When Thoreau introduced the concept of wildness in his lecture of 1851, he simply asserted that "in Wildness is the preservation of the world." But it is clear from his development of the concept in Wild Fruits that wildness preserves the world by prompting us to alter our perspective of who and where we are. Like Elizabeth Bishop's "grand, otherworldly" moose, which steps out of "the impenetrable wood / and stands there, looms, rather, / in the middle of the road," wildness can prompt us to a self-recognition that invariably results in a "sweet / Sensation of joy." If we can realize that we are mysteriously related to matter, we will act to preserve the world because human beings protect what we love or feel related to. Thus, a proper perception of wildness can lift us "out of the slime and film of our habitual life," as Thoreau suggests in the "European Cranberry" section, and enable us to "see the whole globe to be anærolite" that we can "reverence" and "make pilgrimages to. . . ." Wildness helps us to understand that heaven is in fact "under our feet as well as over our heads," as he expressed the idea in Walden. In short, wildness for Thoreau is the key to unlocking the miraculous in the commonplace. His perspective on the redemptive potential of wildness explains the enormous importance he places near the end of Wild Fruits on the need to set aside "primitive forest" and wild spaces generally "for instruction and recreation."

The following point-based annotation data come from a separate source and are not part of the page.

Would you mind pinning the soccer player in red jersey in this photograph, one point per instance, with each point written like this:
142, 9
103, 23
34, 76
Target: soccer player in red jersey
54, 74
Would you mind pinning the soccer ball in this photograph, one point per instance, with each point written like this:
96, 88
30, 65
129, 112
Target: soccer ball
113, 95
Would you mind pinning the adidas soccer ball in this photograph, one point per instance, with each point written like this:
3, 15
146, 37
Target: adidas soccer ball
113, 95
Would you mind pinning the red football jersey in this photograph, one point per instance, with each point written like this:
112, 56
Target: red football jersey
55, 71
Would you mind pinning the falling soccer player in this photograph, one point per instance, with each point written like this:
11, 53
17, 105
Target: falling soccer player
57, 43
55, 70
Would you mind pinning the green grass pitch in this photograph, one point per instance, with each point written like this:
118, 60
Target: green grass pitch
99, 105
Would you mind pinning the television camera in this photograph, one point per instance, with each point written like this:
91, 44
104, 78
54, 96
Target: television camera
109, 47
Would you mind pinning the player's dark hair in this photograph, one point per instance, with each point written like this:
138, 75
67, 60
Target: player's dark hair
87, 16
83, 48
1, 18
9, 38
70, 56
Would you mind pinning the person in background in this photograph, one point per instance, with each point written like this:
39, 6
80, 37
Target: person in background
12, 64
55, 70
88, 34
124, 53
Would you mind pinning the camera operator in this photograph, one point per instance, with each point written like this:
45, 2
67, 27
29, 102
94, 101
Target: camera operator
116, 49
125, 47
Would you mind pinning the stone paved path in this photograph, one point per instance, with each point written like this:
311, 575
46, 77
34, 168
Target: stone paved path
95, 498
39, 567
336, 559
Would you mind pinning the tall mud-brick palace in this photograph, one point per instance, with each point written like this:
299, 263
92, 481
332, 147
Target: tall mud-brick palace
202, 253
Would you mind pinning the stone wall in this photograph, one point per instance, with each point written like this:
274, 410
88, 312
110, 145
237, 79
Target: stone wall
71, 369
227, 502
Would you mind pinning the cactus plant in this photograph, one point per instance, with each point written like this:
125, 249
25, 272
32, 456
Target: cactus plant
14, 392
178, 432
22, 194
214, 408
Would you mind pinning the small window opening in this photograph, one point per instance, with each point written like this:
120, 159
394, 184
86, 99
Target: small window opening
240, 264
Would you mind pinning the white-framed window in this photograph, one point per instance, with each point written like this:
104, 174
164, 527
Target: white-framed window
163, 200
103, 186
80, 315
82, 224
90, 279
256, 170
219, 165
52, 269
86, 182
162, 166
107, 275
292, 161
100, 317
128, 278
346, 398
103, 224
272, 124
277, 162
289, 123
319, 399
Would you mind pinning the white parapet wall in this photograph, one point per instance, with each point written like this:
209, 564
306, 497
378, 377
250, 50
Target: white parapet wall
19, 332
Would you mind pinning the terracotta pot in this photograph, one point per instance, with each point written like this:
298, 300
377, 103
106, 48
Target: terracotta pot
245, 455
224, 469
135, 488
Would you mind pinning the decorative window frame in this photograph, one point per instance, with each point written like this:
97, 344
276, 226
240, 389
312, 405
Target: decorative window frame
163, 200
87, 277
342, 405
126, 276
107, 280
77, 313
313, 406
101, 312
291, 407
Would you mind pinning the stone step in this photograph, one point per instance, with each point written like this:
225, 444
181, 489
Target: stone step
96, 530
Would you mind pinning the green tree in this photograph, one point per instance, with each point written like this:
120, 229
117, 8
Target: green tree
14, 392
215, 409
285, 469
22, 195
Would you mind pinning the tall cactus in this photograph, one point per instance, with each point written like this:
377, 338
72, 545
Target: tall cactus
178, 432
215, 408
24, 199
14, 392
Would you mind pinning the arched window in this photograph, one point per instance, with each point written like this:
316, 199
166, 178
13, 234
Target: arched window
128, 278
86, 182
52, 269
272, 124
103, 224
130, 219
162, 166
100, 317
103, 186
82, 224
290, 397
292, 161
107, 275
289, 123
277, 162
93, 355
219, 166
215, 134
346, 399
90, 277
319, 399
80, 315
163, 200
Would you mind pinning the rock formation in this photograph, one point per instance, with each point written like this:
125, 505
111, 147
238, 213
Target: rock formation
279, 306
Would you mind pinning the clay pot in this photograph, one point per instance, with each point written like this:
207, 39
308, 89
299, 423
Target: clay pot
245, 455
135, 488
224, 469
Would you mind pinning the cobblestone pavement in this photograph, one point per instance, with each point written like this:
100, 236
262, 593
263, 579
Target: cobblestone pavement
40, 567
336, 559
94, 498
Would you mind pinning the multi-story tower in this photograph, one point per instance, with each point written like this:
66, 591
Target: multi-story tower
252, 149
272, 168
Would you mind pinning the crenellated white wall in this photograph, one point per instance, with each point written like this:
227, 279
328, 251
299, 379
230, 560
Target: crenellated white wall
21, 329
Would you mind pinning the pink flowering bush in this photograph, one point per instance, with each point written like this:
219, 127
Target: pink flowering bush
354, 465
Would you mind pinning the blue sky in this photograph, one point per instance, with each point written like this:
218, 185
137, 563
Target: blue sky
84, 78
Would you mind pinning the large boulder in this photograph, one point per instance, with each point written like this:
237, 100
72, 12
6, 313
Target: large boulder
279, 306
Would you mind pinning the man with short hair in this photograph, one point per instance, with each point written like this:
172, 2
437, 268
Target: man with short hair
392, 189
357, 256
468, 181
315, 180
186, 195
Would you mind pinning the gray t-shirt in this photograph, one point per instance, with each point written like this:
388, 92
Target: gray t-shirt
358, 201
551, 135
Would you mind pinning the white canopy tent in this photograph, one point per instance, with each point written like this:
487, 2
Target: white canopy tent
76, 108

Despite its long period of gestation, Wild Fruits remained unfinished at Thoreau's death. I have edited the manuscript as he left it, making no effort whatever to complete what he began. Even so, the intended form and scope of Wild Fruits, as well as at least some of Thoreau's ambitions for the work, are apparent enough to inspire admiration, and perhaps even awe. We may never know his plans for the large "Kalendar" project that Wild Fruits is part of, but with the publication of this important manuscript we know enough to appreciate what Emerson meant when speaking at Thoreau's funeral of his friend's "broken task":

The scale on which his studies proceeded was so large as to require longevity, and we were the less prepared for his sudden disappearance. The country knows not yet, or in the least part, how great a son it has lost. It seems an injury that he should leave in the midst of his broken task which none else can finish, a kind of indignity to so noble a soul that he should depart out of Nature before yet he has been really shown to his peers for what he is.